# Capstone Project - The Battle of Neighborhoods (Week 1)

Now that you have been equipped with the skills and the tools to use location data to explore a geographical location, over the course of two weeks, you will have the opportunity to be as creative as you want and come up with an idea to leverage the Foursquare location data to explore or compare neighborhoods or cities of your choice or to come up with a problem that you can use the Foursquare location data to solve. If you cannot think of an idea or a problem, here are some ideas to get you started:

1. In Module 3, we explored New York City and the city of Toronto and segmented and clustered their neighborhoods. Both cities are very diverse and are the financial capitals of their respective countries. One interesting idea would be to compare the neighborhoods of the two cities and determine **how similar or dissimilar they are**. **Is New York City more like Toronto or Paris or some other multicultural city?** I will leave it to you to refine this idea.
2. In a city of your choice, if someone is looking to **open a restaurant**, where would you recommend that they open it? Similarly, if **a contractor is trying to start their own business, where would you recommend that they setup their office?**
These are just a couple of many ideas and problems that can be solved using location data in addition to other datasets. No matter what you decide to do, make sure to provide sufficient justification of **why you think what you want to do or solve is important** and **why would a client or a group of people be interested in your project**.

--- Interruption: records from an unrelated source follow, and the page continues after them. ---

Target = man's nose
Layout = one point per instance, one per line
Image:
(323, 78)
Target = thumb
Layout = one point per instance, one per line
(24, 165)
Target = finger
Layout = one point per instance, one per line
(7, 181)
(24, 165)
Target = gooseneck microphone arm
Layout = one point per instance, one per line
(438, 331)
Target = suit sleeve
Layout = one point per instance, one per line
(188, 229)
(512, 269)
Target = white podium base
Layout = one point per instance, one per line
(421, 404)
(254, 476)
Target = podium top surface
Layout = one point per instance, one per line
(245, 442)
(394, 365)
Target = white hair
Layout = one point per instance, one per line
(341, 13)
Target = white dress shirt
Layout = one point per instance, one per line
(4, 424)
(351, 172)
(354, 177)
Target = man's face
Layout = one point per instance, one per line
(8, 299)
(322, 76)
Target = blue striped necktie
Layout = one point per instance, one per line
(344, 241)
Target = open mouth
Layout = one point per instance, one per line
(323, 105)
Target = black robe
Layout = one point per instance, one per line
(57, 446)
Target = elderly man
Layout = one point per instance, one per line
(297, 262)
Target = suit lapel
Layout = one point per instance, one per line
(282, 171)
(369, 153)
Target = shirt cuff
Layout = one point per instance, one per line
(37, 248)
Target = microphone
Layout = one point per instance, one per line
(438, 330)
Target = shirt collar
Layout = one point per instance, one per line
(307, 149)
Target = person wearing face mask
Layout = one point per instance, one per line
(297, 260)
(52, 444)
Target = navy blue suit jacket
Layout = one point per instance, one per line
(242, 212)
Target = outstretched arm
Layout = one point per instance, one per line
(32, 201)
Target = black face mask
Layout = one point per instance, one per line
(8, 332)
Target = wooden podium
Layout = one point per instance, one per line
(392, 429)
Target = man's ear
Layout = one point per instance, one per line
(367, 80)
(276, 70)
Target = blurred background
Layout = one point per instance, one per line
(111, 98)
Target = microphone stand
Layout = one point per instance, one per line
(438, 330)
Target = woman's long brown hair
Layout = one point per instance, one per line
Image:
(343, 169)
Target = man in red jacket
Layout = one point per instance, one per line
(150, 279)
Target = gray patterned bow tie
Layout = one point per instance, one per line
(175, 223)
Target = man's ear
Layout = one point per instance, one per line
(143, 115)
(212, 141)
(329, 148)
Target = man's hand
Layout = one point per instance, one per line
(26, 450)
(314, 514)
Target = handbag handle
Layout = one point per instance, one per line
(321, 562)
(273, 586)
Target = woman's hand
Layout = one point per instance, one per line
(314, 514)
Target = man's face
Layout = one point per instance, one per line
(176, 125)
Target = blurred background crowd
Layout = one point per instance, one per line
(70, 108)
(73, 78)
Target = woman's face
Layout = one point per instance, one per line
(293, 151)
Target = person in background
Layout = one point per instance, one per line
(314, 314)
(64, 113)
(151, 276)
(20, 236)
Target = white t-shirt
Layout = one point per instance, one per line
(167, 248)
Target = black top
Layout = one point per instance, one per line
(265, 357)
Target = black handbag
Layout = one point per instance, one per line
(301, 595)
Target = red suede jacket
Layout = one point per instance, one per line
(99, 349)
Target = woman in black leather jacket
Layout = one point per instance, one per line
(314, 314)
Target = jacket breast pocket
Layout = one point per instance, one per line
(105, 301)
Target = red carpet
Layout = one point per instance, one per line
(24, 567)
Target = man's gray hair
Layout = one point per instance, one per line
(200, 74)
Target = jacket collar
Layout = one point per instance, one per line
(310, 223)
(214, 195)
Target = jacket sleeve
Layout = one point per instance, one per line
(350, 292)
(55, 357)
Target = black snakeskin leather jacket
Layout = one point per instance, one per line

These are just a couple of many ideas and problems that can be solved using location data in addition to other datasets. No matter what you decide to do, make sure to provide sufficient justification of why you think what you want to do or solve is important and why would a client or a group of people be interested in your project.

## Review criteria

This capstone project will be graded by your peers. This capstone project is worth 70% of your total grade. The project will be completed over the course of 2 weeks. Week 1 submissions will be worth 30% whereas week 2 submissions will be worth 40% of your total grade.

For this week, you will required to submit the following:

1. A description of the **problem** and a discussion of the **background**. (15 marks)
    * Clearly **define a problem or an idea of your choice**, **where you would need to leverage the Foursquare location data to solve or execute**. Remember that data science problems always target an audience and are meant to **help a group of stakeholders solve a problem**, so make sure that you explicitly **describe your audience and why they would care about your problem**.
    * This submission will eventually become your **Introduction/Business Problem section** in your final report. So I recommend that you push the report (having your Introduction/Business Problem section only for now) to your Github repository and submit a link to it.
2. A description of the **data** and how it will be used to solve the problem. (15 marks)
    * **Describe the data that you will be using to solve the problem or execute your idea**. Remember that you will need to use the **Foursquare location data** to solve the problem or execute your idea. You can absolutely **use other datasets in combination with the Foursquare location data**. So make sure that you provide **adequate explanation and discussion**, **with examples, of the data that you will be using**, even if it is only Foursquare location data.
    * This submission will eventually become your **Data section** in your final report. So I recommend that you push the report (having your Data section) to your Github repository and submit a link to it.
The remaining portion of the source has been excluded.